Memory Bottleneck Analysis
MATLAB is column major but the algorithm could be implemented for an optimized row-major implementation. In the generated code, if your fastest changing dimension is not the innermost loop, then memory is not coalesced. Often, transposing the input matrices can simply fix this problem.
Try transposing the data.
Small Data Sizes
If your problem/data size is too small, then the overhead of moving data to GPU (even if it is just at the I/O boundary) can offset the performance gains of running on the GPU.

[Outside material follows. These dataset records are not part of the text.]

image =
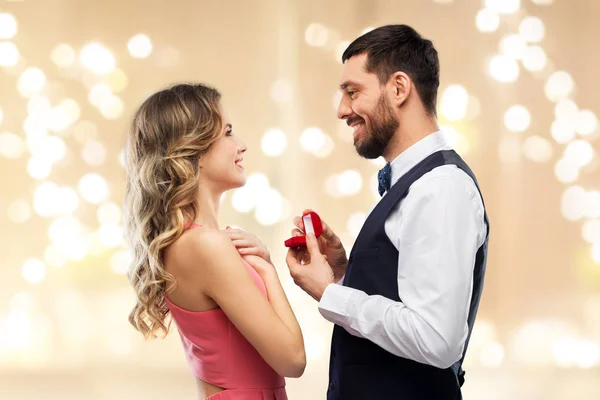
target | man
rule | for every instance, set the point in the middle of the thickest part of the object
(405, 301)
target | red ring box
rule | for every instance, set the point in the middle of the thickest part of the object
(312, 224)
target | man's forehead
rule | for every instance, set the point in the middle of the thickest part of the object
(354, 71)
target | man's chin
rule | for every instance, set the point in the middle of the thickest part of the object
(366, 152)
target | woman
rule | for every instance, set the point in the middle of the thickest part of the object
(238, 330)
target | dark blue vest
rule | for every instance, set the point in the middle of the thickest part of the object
(360, 369)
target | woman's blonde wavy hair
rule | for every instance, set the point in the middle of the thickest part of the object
(170, 131)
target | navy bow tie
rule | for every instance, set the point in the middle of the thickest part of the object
(384, 176)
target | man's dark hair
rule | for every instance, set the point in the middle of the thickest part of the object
(393, 48)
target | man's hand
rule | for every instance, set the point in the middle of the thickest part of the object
(313, 277)
(329, 244)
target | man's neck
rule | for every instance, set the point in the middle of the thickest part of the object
(407, 135)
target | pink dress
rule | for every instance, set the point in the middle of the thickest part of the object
(219, 354)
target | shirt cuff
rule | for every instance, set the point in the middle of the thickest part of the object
(334, 303)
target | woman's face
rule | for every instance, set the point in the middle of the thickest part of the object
(221, 167)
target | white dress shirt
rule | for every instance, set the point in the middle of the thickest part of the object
(437, 228)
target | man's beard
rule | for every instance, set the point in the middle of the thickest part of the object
(381, 130)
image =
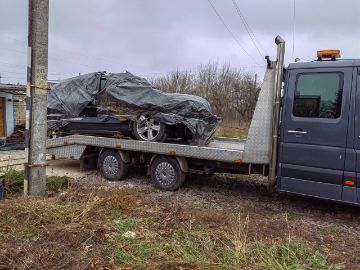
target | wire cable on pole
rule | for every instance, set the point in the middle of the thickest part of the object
(294, 16)
(248, 29)
(229, 30)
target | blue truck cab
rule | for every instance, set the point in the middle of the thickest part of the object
(319, 130)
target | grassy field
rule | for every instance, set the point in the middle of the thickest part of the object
(219, 222)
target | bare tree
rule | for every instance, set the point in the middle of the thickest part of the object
(231, 92)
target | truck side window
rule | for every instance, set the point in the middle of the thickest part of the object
(318, 95)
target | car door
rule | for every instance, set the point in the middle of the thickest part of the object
(356, 138)
(314, 131)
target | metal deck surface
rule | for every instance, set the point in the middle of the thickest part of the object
(220, 150)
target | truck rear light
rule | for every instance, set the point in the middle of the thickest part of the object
(350, 183)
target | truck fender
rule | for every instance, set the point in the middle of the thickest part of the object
(124, 155)
(181, 160)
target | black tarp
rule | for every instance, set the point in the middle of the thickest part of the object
(138, 96)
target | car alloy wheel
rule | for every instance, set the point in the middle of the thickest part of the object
(149, 129)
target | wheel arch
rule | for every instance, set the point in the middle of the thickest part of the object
(124, 155)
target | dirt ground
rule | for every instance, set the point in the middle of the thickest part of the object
(213, 222)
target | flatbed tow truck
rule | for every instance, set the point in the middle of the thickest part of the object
(304, 136)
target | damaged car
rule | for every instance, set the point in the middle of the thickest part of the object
(121, 104)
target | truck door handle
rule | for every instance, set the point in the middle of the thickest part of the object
(297, 132)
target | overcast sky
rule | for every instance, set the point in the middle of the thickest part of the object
(152, 37)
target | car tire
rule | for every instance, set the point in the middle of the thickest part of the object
(148, 129)
(111, 166)
(166, 173)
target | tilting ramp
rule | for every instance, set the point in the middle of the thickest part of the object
(257, 146)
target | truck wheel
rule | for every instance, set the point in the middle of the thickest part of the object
(166, 173)
(148, 129)
(112, 167)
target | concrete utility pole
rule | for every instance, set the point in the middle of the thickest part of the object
(36, 100)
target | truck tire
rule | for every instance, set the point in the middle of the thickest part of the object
(112, 167)
(166, 173)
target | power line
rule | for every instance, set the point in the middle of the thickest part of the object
(229, 30)
(294, 16)
(248, 29)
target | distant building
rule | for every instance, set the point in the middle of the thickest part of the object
(12, 108)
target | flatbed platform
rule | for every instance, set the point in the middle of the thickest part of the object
(219, 150)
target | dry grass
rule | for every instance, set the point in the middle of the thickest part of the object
(84, 227)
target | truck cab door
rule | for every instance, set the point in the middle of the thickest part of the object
(314, 130)
(356, 136)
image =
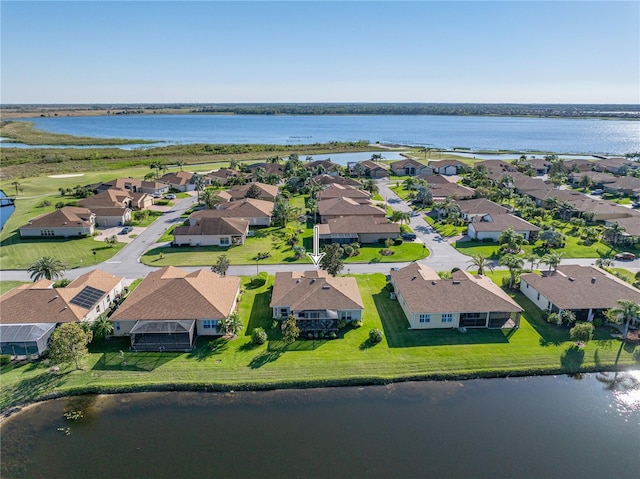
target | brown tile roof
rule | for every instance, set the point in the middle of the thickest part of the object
(481, 206)
(177, 178)
(40, 303)
(108, 198)
(247, 208)
(358, 225)
(237, 192)
(174, 294)
(215, 226)
(424, 291)
(315, 290)
(325, 179)
(347, 207)
(342, 191)
(503, 222)
(573, 287)
(69, 216)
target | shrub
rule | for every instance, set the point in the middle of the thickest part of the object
(375, 336)
(259, 336)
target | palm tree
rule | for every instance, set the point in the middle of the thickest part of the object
(552, 259)
(480, 262)
(625, 314)
(514, 264)
(46, 267)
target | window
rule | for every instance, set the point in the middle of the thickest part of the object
(210, 324)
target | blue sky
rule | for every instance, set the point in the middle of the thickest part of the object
(420, 51)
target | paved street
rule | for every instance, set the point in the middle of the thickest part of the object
(443, 256)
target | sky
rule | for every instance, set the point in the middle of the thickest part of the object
(328, 51)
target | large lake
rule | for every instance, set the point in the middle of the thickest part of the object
(537, 427)
(577, 136)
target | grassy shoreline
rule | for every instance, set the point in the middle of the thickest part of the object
(24, 132)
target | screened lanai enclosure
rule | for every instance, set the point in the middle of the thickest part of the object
(163, 335)
(20, 340)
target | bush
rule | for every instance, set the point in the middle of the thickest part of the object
(375, 336)
(259, 336)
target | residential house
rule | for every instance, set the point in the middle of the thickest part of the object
(446, 167)
(371, 169)
(212, 232)
(339, 191)
(31, 312)
(337, 207)
(410, 167)
(360, 229)
(264, 192)
(491, 227)
(479, 207)
(136, 186)
(464, 301)
(316, 299)
(325, 180)
(67, 222)
(171, 306)
(585, 290)
(179, 180)
(257, 212)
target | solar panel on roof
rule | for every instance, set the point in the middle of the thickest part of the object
(87, 297)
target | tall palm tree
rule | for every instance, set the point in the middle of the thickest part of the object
(514, 264)
(480, 262)
(46, 267)
(552, 260)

Try the algorithm with larger data sizes.
Too Many cudaMemcpys
If you use only
coder.gpu.kernel, then everything outside the
loop goes to the CPU. To try to keep most of the code on the GPU, use of both pragmas is
recommended. Also, presence of unsupported functions or a function/statement that cannot
run on the GPU, causes more
cudaMemcpys to be generated.
If certain inputs of your entry-point function are constant, wrap them using the
coder.const object. Use of
coder.const object indicates that these variables are constant
during code generation. Without this function, GPU Coder™ considers these inputs to be variables and hence treats matrices sized by
these variables as variable-dimension matrices. GPU Coder does not create good kernels out of variable-dimension matrices since
currently dynamic sizing of kernels or dynamic
calls is not supported.
Stack Memory Usage
Using large stack memory inside kernels can reduce the performance of the generated code. Under such conditions consider rewriting the algorithm in a different fashion or breaking it into smaller computations to reduce stack memory usage and improve performance.